Japan's Feed-in Tariff Program: First Year's Impact 2/2

The earlier post introduced the basic concept and scheme of Japan's feed-in tariff (FIT) program for renewable energy, along with the level of renewable energy deployment after the program launch in 2012. This blog post now takes a closer look at the program's impact on fuel mix for electricity generation, grid stability, the economy, and program's future.

National Fuel Mix

The data presented in the earlier post reveals that the FIT program triggered a massive investment in renewable energy, mostly on utility-scale PV (solar). The impact on the national fuel mix for electricity generation was however minimal in the first year. The below figure shows that the share of renewable energy (excluding large-scale hydropower) increased only by 0.2% in FY 2012 relative to the previous year, from 1.4% to 1.6%. Such level of increase can be easily offset by the restart of one mid-size nuclear reactor, so the FIT program overall seems to have produced little impact on Japan's fuel mix.
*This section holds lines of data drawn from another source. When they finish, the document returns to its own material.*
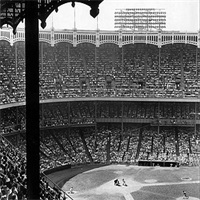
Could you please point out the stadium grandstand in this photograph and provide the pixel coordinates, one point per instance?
(105, 97)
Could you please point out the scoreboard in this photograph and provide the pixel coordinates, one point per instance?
(140, 19)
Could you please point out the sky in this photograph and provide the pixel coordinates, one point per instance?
(182, 15)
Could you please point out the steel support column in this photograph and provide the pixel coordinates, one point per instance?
(32, 99)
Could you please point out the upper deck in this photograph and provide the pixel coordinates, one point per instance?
(99, 37)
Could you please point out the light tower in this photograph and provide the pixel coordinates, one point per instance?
(140, 19)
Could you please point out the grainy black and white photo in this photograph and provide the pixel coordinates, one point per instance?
(99, 99)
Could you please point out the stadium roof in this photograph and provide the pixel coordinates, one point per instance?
(12, 12)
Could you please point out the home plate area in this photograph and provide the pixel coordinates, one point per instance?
(129, 182)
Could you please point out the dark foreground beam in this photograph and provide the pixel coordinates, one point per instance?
(32, 99)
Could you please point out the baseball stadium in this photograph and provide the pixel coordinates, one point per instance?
(119, 114)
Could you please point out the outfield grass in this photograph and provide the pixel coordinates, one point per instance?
(167, 174)
(167, 192)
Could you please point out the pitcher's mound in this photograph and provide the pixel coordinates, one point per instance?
(150, 181)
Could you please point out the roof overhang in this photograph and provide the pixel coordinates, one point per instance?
(12, 12)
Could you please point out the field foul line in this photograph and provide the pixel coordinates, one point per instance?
(128, 196)
(172, 183)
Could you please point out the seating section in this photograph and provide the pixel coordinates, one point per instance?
(137, 70)
(13, 175)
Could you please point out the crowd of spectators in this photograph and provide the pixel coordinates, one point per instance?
(76, 113)
(106, 71)
(112, 144)
(13, 180)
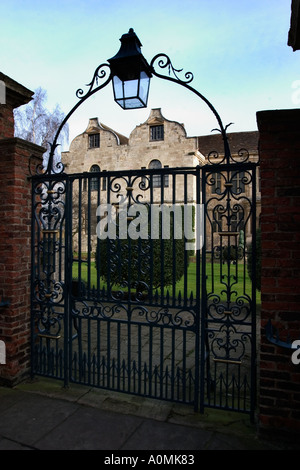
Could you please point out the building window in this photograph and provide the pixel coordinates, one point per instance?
(166, 178)
(95, 181)
(238, 182)
(104, 182)
(216, 183)
(94, 141)
(157, 132)
(156, 179)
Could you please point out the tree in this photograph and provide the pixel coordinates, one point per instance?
(35, 123)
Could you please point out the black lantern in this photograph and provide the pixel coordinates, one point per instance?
(131, 73)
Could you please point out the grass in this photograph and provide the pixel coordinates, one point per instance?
(219, 279)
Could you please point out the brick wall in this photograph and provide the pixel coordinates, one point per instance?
(15, 236)
(279, 148)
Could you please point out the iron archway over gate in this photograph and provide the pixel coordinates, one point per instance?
(100, 316)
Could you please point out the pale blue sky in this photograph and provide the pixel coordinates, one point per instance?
(236, 49)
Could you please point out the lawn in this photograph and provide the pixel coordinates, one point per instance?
(219, 279)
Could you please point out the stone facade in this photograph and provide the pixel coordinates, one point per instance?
(159, 142)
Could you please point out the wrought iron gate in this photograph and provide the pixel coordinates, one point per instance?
(118, 305)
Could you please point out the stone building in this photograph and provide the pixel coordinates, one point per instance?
(159, 143)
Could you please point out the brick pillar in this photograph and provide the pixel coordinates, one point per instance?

(Source: Federation of Electric Power Companies in Japan)

There are two likely causes for the contradictory result: the commissioning timing and the capacity factor of renewable energy. A graph in the earlier post shows that more than 10GW worth of renewable energy was authorized after the program launch, but most facilities were still under construction or in design process at the end of FY 2012 (Mar 2013). This implicates that despite the small impact in the first year, the impact this year could be substantially larger.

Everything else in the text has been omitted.